Los enfermos no votan
En España prácticamente no existe Comunidad Autónoma sin un nuevo museo de arte contemporáneo, ni tampoco una ciudad mayor de 50.000 habitantes sin su Universidad. Efectivamente, en varias de estas universidades, nacidas a granel, hay departamentos donde el número de profesores iguala o supera al número de alumnos y se dan casos en que es imposible impartir clases por falta de matriculaciones. En cuanto a los museos, los directores, designados según apegos políticos, deben devanarse los sesos para presentar alguna exposición de valor o hacer cálculos imposibles para dotarse de obras que cubran los muros.
En ambos supuestos, la insuficiencia del contenido contrasta con la munificencia del continente. La arquitectura, el gran volumen de la construcción, desborda el objeto que hospeda hasta el punto de que progresivamente se ha ido generando una especie de entes físicos que remedan el comportamiento de aquellos moluscos marinos que segregan unas conchas de nácar de tanto atractivo que hacen olvidar la causa originaria de su formación.
Se puede, en la actualidad, preparar una rica excursión para visitar la pujante arquitectura de espacios para el arte, palacios de congresos y auditorios, universidades e instituciones oficiales en casi la totalidad de las capitales, pero es difícil que su interior ofrezca una correspondencia cabal y de caudal. Ocurre exactamente lo mismo pero en sentido inverso, a lo que se observa en el sector de la sanidad. Los hospitales públicos son formidables ejemplos del desacuerdo entre el volumen de las construcciones y la masa de enfermos que las ocupan o se encuentran demandando hacerlo. Los pacientes se apilan en los pasillos, entre goteros, transfusiones, gemidos y protestas de la familia, recreando, además, mediante las desesperadas listas de espera, los daños irreversibles del aplazamiento, los dramas y tragedias de la insuficiencia, el culpable desajuste entre los problemas urgentes y el desdén de la Administración. La desarmonía, en fin, entre el escaso aforo de los edificios y la volumetría del dolor. ¿Será porque los enfermos no se manifiestan? ¿Será porque un teatro o un auditorio se avienen mejor con las necesidades políticas para la performance y la promoción?
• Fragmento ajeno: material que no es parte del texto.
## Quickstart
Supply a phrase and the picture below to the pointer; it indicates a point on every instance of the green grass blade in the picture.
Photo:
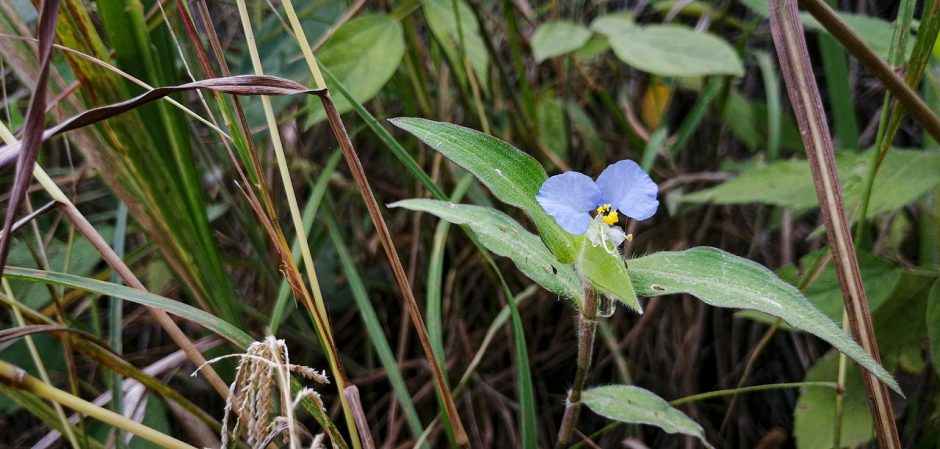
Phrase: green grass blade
(436, 276)
(204, 319)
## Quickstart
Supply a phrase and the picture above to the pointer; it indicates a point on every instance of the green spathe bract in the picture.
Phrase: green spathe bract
(634, 405)
(725, 280)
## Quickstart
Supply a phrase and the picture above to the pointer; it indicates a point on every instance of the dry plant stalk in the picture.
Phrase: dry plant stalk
(807, 105)
(263, 371)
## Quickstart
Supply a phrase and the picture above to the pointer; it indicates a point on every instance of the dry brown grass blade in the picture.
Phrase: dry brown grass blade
(22, 331)
(385, 237)
(235, 85)
(35, 122)
(863, 52)
(804, 96)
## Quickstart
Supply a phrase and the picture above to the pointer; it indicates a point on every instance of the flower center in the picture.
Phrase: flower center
(609, 216)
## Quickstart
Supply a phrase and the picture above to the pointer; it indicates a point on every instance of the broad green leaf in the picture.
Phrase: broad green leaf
(608, 273)
(725, 280)
(363, 55)
(558, 38)
(815, 408)
(634, 405)
(933, 326)
(610, 24)
(506, 237)
(594, 47)
(444, 26)
(747, 119)
(206, 320)
(513, 176)
(672, 50)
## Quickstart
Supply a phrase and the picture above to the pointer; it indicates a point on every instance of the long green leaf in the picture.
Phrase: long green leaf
(504, 236)
(513, 176)
(634, 405)
(206, 320)
(725, 280)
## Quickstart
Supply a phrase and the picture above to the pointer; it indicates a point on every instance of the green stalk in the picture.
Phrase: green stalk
(587, 324)
(116, 322)
(40, 366)
(318, 308)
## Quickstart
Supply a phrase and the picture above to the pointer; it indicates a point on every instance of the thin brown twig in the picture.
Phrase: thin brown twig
(385, 237)
(804, 95)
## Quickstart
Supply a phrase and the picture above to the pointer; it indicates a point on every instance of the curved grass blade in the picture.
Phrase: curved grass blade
(206, 320)
(235, 85)
(35, 121)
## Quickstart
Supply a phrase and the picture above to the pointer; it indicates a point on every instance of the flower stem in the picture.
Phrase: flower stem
(587, 325)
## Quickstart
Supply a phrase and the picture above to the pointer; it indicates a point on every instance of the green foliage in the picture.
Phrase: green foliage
(513, 176)
(559, 38)
(634, 405)
(607, 273)
(904, 177)
(506, 237)
(932, 322)
(672, 50)
(725, 280)
(879, 276)
(814, 417)
(363, 55)
(207, 320)
(453, 25)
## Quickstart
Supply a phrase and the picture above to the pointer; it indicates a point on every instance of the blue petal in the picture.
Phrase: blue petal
(629, 189)
(568, 198)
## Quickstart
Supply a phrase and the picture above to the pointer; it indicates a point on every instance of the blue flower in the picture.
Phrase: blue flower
(623, 186)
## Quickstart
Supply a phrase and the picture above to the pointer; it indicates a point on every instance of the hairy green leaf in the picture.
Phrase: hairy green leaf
(506, 237)
(513, 176)
(671, 50)
(608, 273)
(933, 326)
(725, 280)
(558, 38)
(634, 405)
(815, 408)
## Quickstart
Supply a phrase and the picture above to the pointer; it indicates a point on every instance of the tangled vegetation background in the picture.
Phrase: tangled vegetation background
(194, 225)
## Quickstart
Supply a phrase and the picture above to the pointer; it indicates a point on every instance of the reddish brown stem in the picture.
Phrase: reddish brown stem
(807, 104)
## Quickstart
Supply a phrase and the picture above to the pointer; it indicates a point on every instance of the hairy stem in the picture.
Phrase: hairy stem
(587, 325)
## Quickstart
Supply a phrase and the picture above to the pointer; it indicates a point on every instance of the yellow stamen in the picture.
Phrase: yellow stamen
(611, 218)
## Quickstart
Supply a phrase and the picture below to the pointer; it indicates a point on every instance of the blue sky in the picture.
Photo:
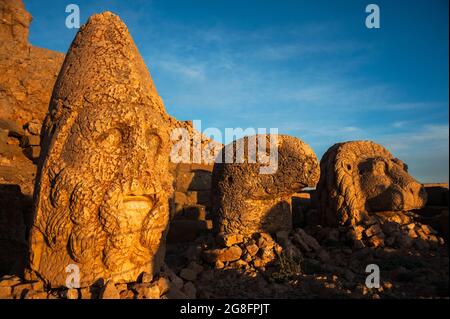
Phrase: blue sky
(309, 68)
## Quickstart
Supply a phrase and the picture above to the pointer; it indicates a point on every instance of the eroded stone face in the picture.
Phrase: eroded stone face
(363, 177)
(101, 199)
(246, 201)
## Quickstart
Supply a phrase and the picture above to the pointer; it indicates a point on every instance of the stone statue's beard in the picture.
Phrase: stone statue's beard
(96, 228)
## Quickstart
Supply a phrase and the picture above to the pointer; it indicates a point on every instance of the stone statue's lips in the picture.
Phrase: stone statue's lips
(137, 203)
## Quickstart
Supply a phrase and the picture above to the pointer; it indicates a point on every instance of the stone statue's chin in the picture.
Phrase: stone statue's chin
(136, 208)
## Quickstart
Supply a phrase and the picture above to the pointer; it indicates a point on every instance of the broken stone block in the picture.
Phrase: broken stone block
(109, 291)
(201, 181)
(229, 240)
(224, 255)
(32, 152)
(30, 140)
(188, 274)
(185, 230)
(194, 212)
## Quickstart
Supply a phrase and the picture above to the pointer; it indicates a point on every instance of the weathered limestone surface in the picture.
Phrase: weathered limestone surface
(246, 201)
(361, 177)
(364, 188)
(103, 183)
(27, 73)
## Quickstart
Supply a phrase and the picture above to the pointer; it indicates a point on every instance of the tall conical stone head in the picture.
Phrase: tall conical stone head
(101, 194)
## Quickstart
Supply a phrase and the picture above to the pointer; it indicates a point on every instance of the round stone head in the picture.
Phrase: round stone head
(361, 177)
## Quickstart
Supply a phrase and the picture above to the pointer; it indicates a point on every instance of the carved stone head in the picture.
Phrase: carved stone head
(247, 201)
(101, 195)
(361, 177)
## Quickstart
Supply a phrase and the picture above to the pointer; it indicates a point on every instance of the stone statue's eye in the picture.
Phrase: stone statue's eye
(153, 141)
(110, 139)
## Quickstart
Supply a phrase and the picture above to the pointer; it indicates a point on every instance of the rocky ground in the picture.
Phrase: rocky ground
(294, 265)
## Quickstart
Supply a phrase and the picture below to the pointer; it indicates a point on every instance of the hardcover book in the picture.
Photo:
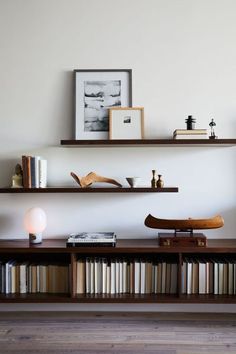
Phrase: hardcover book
(91, 239)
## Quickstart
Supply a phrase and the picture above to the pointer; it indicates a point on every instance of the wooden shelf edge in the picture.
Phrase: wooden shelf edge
(89, 190)
(140, 142)
(119, 298)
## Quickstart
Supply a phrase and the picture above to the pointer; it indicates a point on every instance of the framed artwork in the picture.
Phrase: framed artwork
(95, 92)
(126, 123)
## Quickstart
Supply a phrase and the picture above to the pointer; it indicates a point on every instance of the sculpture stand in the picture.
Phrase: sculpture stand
(183, 239)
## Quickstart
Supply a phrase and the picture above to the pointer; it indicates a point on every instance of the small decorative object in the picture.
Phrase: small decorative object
(126, 123)
(212, 124)
(153, 180)
(160, 182)
(183, 230)
(133, 181)
(95, 92)
(35, 222)
(190, 121)
(92, 177)
(17, 178)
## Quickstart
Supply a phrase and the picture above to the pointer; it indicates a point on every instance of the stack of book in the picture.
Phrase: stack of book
(123, 276)
(215, 276)
(190, 134)
(26, 277)
(92, 239)
(34, 172)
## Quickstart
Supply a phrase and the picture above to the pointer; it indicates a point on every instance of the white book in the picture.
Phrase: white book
(117, 277)
(234, 278)
(187, 137)
(125, 282)
(113, 277)
(156, 278)
(216, 278)
(36, 161)
(163, 277)
(230, 278)
(88, 276)
(100, 276)
(121, 276)
(23, 278)
(143, 277)
(189, 277)
(137, 273)
(128, 279)
(96, 270)
(42, 173)
(153, 278)
(159, 275)
(92, 277)
(184, 278)
(108, 289)
(221, 278)
(104, 276)
(173, 278)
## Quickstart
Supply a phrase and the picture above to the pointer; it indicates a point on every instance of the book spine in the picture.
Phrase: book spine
(42, 173)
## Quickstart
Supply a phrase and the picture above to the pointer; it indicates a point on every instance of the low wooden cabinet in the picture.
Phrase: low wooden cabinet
(55, 250)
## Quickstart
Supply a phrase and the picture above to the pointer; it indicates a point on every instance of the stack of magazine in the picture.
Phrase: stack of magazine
(92, 239)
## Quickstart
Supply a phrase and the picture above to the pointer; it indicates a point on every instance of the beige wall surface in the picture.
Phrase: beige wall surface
(183, 57)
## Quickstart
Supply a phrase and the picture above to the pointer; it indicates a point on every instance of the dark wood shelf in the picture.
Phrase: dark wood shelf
(90, 190)
(123, 246)
(134, 248)
(149, 142)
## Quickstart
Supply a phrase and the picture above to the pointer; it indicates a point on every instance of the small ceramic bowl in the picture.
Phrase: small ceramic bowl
(133, 181)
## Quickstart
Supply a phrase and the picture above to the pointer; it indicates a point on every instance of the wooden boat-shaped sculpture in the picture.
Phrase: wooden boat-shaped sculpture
(91, 178)
(181, 226)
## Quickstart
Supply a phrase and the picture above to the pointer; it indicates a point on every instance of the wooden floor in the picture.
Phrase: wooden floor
(24, 332)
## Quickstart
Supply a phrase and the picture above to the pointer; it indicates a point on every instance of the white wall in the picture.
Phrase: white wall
(183, 57)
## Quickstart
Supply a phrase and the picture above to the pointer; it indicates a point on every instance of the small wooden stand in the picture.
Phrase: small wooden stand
(182, 240)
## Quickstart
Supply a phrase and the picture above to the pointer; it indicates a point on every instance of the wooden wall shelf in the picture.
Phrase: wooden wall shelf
(149, 142)
(89, 190)
(55, 248)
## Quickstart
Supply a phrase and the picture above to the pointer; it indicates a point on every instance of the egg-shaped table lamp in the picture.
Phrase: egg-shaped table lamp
(35, 222)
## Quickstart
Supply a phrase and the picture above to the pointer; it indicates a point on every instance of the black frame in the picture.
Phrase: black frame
(75, 71)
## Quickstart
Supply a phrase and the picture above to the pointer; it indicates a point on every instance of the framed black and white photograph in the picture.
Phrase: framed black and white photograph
(126, 123)
(95, 92)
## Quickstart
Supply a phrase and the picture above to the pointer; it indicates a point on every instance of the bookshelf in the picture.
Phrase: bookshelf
(55, 249)
(89, 190)
(148, 142)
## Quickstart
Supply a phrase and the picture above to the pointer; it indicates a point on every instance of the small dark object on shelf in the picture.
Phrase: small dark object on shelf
(190, 121)
(160, 182)
(212, 124)
(153, 180)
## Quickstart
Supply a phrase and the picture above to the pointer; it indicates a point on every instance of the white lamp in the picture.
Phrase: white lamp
(35, 222)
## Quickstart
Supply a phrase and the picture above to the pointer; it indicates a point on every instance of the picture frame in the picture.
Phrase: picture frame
(95, 92)
(126, 123)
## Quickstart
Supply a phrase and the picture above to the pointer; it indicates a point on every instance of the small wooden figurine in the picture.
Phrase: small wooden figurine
(17, 178)
(212, 124)
(160, 182)
(92, 177)
(153, 180)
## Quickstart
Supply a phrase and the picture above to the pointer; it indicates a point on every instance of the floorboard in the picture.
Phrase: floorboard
(116, 333)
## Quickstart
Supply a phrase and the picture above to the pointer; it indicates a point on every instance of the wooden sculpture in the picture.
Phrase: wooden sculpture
(184, 224)
(181, 227)
(92, 177)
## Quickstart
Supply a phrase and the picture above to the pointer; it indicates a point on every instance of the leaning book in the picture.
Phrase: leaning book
(92, 239)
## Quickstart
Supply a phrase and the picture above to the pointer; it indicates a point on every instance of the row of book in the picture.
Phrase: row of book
(25, 277)
(120, 276)
(34, 172)
(209, 277)
(190, 134)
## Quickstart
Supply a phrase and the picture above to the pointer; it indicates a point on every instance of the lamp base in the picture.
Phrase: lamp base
(35, 238)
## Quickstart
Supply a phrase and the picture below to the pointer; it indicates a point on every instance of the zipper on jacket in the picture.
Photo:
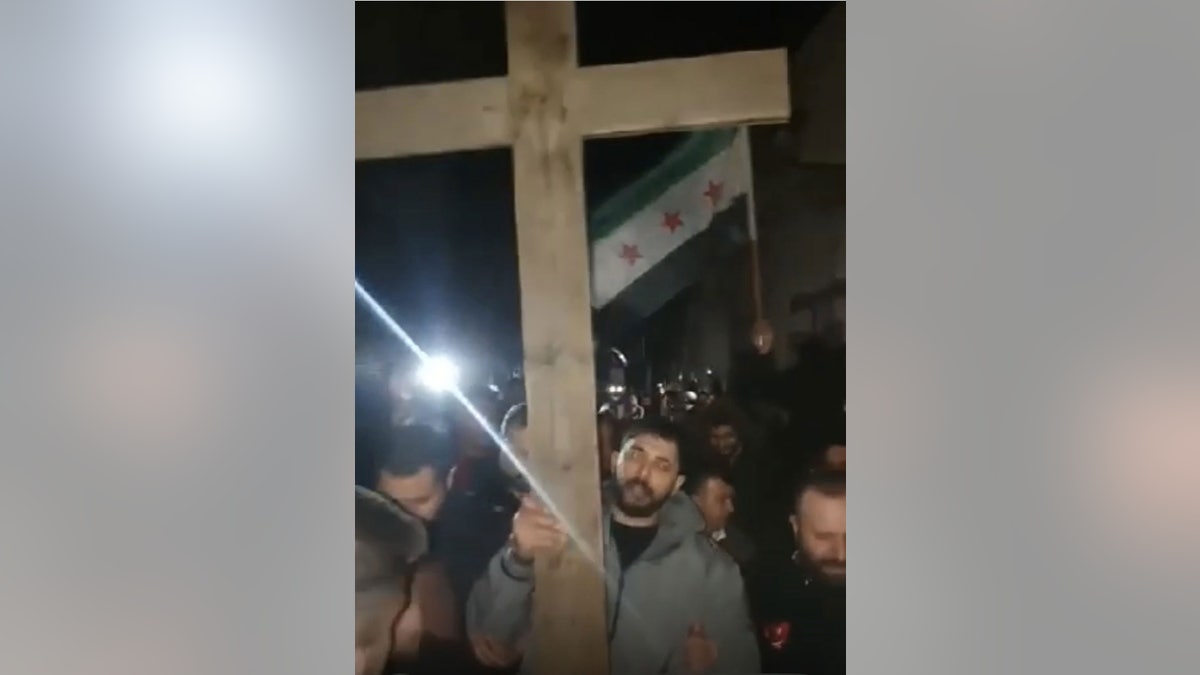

No importa de qué punto se trate, si de Madrid o del País Vasco, de la Comunidad Valenciana o Galicia. Por todas partes faltan hospitales, servicios, quirófanos, habitaciones. Los médicos españoles, relativamente mucho más abundantes que en los demás miembros de la OCDE, emigran para encontrar trabajo hacia otros países mientras aquí se escatiman las inversiones y los pacientes de la Seguridad Social deben servirse de contactos, súplicas y parentelas, como en los años difíciles, para poder ser atendidos a tiempo.
No se trata, desde luego, de un problema exclusivamente español. En todos los países democráticos, sin importar lo avanzados o democráticos que se autodefinan, la historia de la sanidad pública ha empeorado en paralelo a la misma degradación de la política y de sus personajes. Una película de Denys Arcand, Las invasiones de los bárbaros, denunciaba en 2003 las variadas corruptelas de una clínica pública en Montreal. Dentro de ese espacio, propicio al soborno y a la improvisación, los actores hablaban sobre la degradación social en general. La cuestión, sin embargo, es que el centro significativo de ese menoscabo se concretaba simbólicamente en el déficit de sanidad pública dentro de una economía desarrollada.
¿Seguridad social? El sintagma ha pasado de evocar intensamente la protección general de la salud para referirse a la protección general contra los delincuentes. Los ciudadanos han dejado de ser regalados con suficientes dotaciones de enfermería para ser obsequiados con un mayor número de policías. Posiblemente se trata de que los vecinos sanos, aún de pie, cuentan para votar, pero aquellos afectados que se ven postrados por alguna dolencia no alcanzarán nunca la sede de los colegios electorales. O bien: la salud correlaciona con el voto como la enfermedad con la política de la actualidad.